Patients with acute spinal trauma (n = 300) treated in the hospital from January 2023 to May 2025 were selected and classified into the complete spinal cord injury (CSCI) group (grade A, n = 98), incomplete spinal cord injury (ISCI) group (grades B, C, and D; n = 95), and normal neurological function (NNF) group (grade E, n = 107) according to the American Spinal Injury Association Impairment Scale (AIS classification). For patients in the NNF group, radiological evidence of SCI, such as edema, contusion, or compression, was confirmed by magnetic resonance imaging (MRI), but no sensory or motor deficits were demonstrated. Another 90 healthy participants recruited during the same period were selected as the control group. Inclusion criteria were: (1) diagnosis of SCI confirmed by imaging (MRI or CT), in accordance with established clinical management guidelines16; (2) trauma sustained within 24 h prior to hospital admission; and (3) adult participants with complete clinical data. Exclusion criteria were: (1) history of prior surgery related to fracture or SCI; (2) severe coronary artery disease or significant cardiopulmonary disease; (3) acute severe craniocerebral injury; and (4) malignant tumors, cardiovascular/cerebrovascular diseases, or immune diseases. Approval for this study was obtained from the Ethics Committee of The Fourth People’s Hospital of Shenzhen, and informed consent was obtained from the subjects. The procedures used in this study adhered to the tenets of the Declaration of Helsinki.

Collection of specimens

Venous blood samples (5 mL) were collected from participants upon admission using serum separator tubes within 24 h post injury. The blood was allowed to coagulate at room temperature for 30 min and was then centrifuged at 3,000 × g for 10 min at 4 °C. The supernatant serum was carefully separated, aliquoted into RNase-free microtubes, and stored at -80 °C until further analysis.
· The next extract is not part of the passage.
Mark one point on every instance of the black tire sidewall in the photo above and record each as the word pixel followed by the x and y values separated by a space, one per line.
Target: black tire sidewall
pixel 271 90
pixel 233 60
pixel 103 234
Cell culture and LPS induction

Rat pheochromocytoma cells (PC-12) and murine microglial cells (BV-2) were cultured in Dulbecco’s modified Eagle medium supplemented with 10% fetal bovine serum at 37 °C. To establish in vitro inflammatory injury models, PC-12 and BV-2 cells were exposed to lipopolysaccharide (LPS) at concentrations of 0, 1, 5, and 10 µg/mL for 12 h17. Each concentration was tested in three independent biological replicates.

RT-qPCR

Total RNA was isolated from the samples using a phenol-chloroform extraction protocol, followed by precipitation with isopropanol. RNA purity was assessed by spectrophotometry, and samples with an A260/280 nm ratio within the 1.8–2.1 range were used for downstream analysis. RNA was reverse-transcribed into cDNA according to the reverse transcription kit protocol, and the resulting cDNA was used as the template for RT-qPCR reactions with a SYBR Green premix on a PCR instrument. Glyceraldehyde 3-phosphate dehydrogenase (GAPDH) was used as the reference gene for CASC11 and SPP1 mRNA, and small nuclear RNA (U6) was used as the reference gene for miR-130b-5p. For serum samples, synthetic cel-miR-39 was spiked into the serum before RNA extraction to control for variations in RNA recovery. The primers were as follows: CASC11 forward 5'-ACCCTATGGAGAACCGAGAC-3' and reverse 5'-GAGGACCAACTCAGTAGGAAAT-3'; miR-130b-5p forward 5'-ATCCATGGTTGAGCTTCCCG-3' and reverse 5'-TAGTGCAACCTCGTCAGAGC-3'; and SPP1 mRNA forward 5'-GTTAAACAGGCTGATTCTGG-3' and reverse 5'-CATGGTCATCATCATCTTCA-3'. Expression was calculated using the 2-ΔΔCt method. Each RT-qPCR reaction was performed in triplicate technical replicates with three biological replicates.

Transfection

Silencing CASC11 (si-CASC11), miR-130b-5p mimic/inhibitor, SPP1 overexpression plasmid (ov-SPP1), and their respective negative controls (NC) were synthesized and transfected into PC-12 and BV-2 cells using a transfection reagent. Transfection efficiency was assessed 48 h post transfection in triplicate biological replicates.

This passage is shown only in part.